Da sempre adoravo Hagler, più di quanto abbia fatto con qualunque altro sportivo, perché quando ero un bambino di periferia piuttosto solitario vedevo nella sua testa calva, che spiccava ballonzolante nel continuo avanzamento, l’orgoglio fatto persona.
Nessuno credeva in lui.
Lui, però, ha fatto ricredere il mondo intero.

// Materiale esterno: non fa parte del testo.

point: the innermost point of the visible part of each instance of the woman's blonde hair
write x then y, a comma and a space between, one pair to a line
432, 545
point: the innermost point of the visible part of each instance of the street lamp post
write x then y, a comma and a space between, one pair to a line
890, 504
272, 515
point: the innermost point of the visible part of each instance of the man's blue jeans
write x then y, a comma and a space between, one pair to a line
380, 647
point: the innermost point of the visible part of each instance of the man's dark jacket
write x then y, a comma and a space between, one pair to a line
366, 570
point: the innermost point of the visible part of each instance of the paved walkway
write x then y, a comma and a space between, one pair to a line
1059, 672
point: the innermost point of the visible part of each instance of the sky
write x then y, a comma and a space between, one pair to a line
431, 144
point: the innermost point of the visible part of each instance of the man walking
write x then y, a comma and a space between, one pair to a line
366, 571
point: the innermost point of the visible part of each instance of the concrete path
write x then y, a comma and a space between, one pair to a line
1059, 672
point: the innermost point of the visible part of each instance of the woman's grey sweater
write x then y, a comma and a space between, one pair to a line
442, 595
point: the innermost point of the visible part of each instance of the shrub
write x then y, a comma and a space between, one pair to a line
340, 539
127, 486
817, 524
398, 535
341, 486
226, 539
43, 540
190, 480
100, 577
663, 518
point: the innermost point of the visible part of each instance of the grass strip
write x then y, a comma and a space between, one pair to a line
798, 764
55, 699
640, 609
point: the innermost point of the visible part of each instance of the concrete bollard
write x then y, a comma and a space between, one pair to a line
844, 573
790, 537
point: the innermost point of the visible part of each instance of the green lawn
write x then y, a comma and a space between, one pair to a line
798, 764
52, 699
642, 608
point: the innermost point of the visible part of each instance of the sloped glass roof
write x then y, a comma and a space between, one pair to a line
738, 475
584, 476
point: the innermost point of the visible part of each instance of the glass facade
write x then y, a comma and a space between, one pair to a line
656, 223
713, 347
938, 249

Due sconfitte molto contestate subite in gioventù, entrambe vendicate con sonori KO; cinquanta (dico 50!) match da professionista prima di poter disputare un mondiale. Poi, la straordinaria notte di Londra in cui mandò il mondo a piedi all’aria.
Per poi difendere all’infinito le sue cinture, fino al controverso verdetto che gliele strappò e la lunga, inutile attesa per una rivincita mai concessa.
Una volta messo un punto alla cosa, Hagler ha dato le spalle al professionismo senza ripensamenti, senza passi indietro, come mai ne aveva mossi in carriera.
Il giorno in cui la gentile moglie scrisse sulla mia pagina che il 𝙈𝙚𝙧𝙖𝙫𝙞𝙜𝙡𝙞𝙤𝙨𝙤 mi seguiva e pensava di ve**re a trovarmi a San Marino, non ha creato rimpianti in me, come si potrebbe pensare, perché nulla è tanto bello quanto continuare ad immaginare quell’abbraccio che attendevo da quarant’anni e che, ora so, il mio grande idolo mi avrebbe voluto concedere.